The judgment is reversed and the cause remanded to the Wells Circuit Court for further proceedings not inconsistent with this opinion.
Buchanan and White, JJ., concur.
Note. — Reported at 331 N.E.2d 471.
. None of the parties question the propriety of the method by which the federal cases were brought before the trial court; i.e., in appellees’ briefs, and supplemental briefs, in support of their respective motions to dismiss. Further, we do not deem these references to prior federal litigation sufficient to transform the motions to dismiss into motions for summary judgment. See 3 Harvey, Indiana Practice § 56.5, p. 556 (1970).
. 12 C.F.R. § 4.2(c) (1975) authorizes such preliminary approval, but gives no hint as to the effect of such an approval in cases such as that before us.
. This section now exists as Ind. Ann. Stat. 8 28-1-17-1 (Burns Code Ed. 1973).
. 12 U.S.C.A. § 36(c) (1975 Supp.).
. § 24-1-2-1 is substantially patterned after § 1 of the federal Sherman Anti-Trust Act, 15 U.S.C.A. § 1 (1970).

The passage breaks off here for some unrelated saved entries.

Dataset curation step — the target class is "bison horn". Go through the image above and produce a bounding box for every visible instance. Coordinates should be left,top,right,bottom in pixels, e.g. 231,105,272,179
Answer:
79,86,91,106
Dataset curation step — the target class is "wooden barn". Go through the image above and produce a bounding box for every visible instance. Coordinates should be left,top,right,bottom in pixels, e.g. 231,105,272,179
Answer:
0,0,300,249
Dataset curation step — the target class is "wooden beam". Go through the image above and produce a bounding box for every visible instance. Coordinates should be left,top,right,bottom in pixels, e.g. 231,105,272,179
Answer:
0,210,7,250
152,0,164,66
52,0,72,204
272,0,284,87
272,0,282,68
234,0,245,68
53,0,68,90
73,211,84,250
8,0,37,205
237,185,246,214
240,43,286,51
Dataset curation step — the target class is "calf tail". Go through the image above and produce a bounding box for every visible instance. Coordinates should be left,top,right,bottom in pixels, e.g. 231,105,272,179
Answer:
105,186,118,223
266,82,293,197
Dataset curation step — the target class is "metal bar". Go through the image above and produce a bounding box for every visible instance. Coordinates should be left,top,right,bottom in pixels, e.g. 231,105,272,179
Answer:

. § 24-1-2-7 is substantially patterned after § 4 of the federal Clayton Act, 15 U.S.C.A. § 15 (1973) which states:
“Suits by persons injured; amount of recovery — Any person who shall be injured in his business or property by reason of anything forbidden in the antitrust laws may sue therefor in any district court of the United States in the district in which the defendant resides or is found or has an agent, without respect to the amount in controversy, and shall recover threefold the damages by him sustained, and the cost of suit, including a reasonable attorney’s fee.”
Due to the dearth of Indiana decisional law under § 24-1-2-7, the similarity between § 24-1-2-7 and 15 U.S.C.A. § 15, and the policy considerations identical to both provisions, federal decisional law enunciated under 15 U.S.C.A. § 15, is of substantial value.
. We do not imply that the statutory anti-trust “standing” requirement is a pleading requirement in derogation of the otherwise broad notice-pleading rules of Indiana and of the federal practice. See Part III (C) infra.
. Martin v. Phillips Petroleum Co., supra, instructs us that, for purposes of this inquiry, it is irrelevant whether we view the entry by Citizens into the Marion market as a new business by Citizens or an expansion by Citizens of its Van Burén operation.
. It should be noted that neither party below has addressed on appeal the question of the nature of the preliminary approval granted by the Comptroller in October of 1966. In fact, the complaint does not characterize the approval as “preliminary”, but rather states that “pursuant to adjudicatory procdures, the Comptroller of the Currency of the U. S. granted to and approved plaintiff’s applications. . . .” There is no indication whether the approval, if “preliminary”, created any rights in Citizens or whether solely ministerial functions remained to be performed. See 12 C.F.R. § 4.2(c) (1975).
. We do not intend to imply that the vitality of Citizens’ action in the face of the Noerr-Pennington defense rests solely on proof of the allegations in paragraph 6. Citizens may be able to bring its action within the “sham” exception to the Noerr-Pennington defense, as outlined in Trucking Unlimited, supra, by demonstrating that Defendants’ “governmental activities” were a mere pretext for the unlawful acts of an anti-competitive conspiracy. But since, unlike in Trucking Unlimited, supra, the complaint does not rely solely on Defendants’ “governmental activities” to state its claim for relief, the “sham” exception is not before this court. Compare Sierra Club v. Butz (N. D. Cal. 1972), 349 F. Supp. 934; L. G. Semke d/b/a Semke Auto Mart v. Enid Automobile Dealers Assoc. (10th Cir. 1972), 456 F.2d 1361.